Metropolitan News-Enterprise

 

Tuesday, April 27, 2010

 

Page 1

 

U.S. High Court Denies Richard Fine’s Bid for Release

 

By KENNETH OFGANG, Staff Writer

 

The U.S. Supreme Court yesterday denied disbarred Beverly Hills attorney Richard I. Fine’s application for immediate release from custody.

The justices, without comment, rejected Fine’s effort to leave the Los Angeles County Jail, where he has been confined since March of last year. Los Angeles Superior Court Judge David Yaffe ordered the jailing after finding Fine in contempt for refusing to answer questions at a judgment debtor exam.

Fine’s petition for writ of certiorari remains pending.

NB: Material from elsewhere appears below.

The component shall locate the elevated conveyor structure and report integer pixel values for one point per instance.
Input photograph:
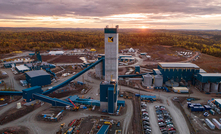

A response is due from the county May 17.

In a statement released on the website of The Full Disclosure Network, an organization supporting Fine, and attributed to a telephone conversation with Fine from jail, the attorney said his jailing violates the precedent established by then-Justice William O. Douglas in ordering the release of reporter William Farr after 46 days in jail.

Farr claimed that his continued imprisonment for refusing to disclose the sources he used for a Los Angeles Herald Examiner story about Charles Manson and his followers violated the First Amendment.

He subsequently won a ruling from this district’s Court of Appeal in In Re Farr, 36 Cal.App.3d 577 (1974), which ordered his release on the basis of the state Constitution.

The court held that a coercive contempt commitment for disobeying a court order becomes punitive, and thus subject  to a five-day limit, “where disobedience of the order is based upon an established articulated moral principle” and there is no “substantial likelihood that continued commitment will accomplish the purpose of the order upon which the commitment is based.”

Fine predicted that the Supreme Court will ultimately rule in his favor, but said he “could be in jail [unnecessarily] all the way in to the next term” of the high court, which will run from October of this year to June of next year.

Fine turned to the nation’s highest court after being denied habeas corpus relief by  U.S. District Judge John Walter of the Central District of California and by the Ninth U.S. Circuit Court of Appeals.

Fine, 70, contends that he was denied due process and a jury trial when he was jailed. He also claims to be the victim of a vendetta by Los Angeles Superior Court judicial officers based on his litigation of suits in which he challenged Los Angeles County’s payment of benefits to Superior Court judges.

The judgment debtor exam was part of an effort to collect sanctions imposed on Fine by Yaffe in the case of Marina Strand Colony II Homeowners Assn vs. County of Los Angeles,  BS109420. Fine has continually argued that Yaffe should have disqualified himself from the outset of the case because he, like apparently every other Los Angeles Superior Court judge, has received benefits from the county over and above his state salary.

Yaffe said the argument was waived because Fine was aware of the payments at least 10 months before he raised the issue.

Fine was a member of the State Bar for 35 years before his disbarment last year for filing a stream of disqualification motions and other papers containing what the State Bar Court found to be false and frivolous charges regarding members of the state bench.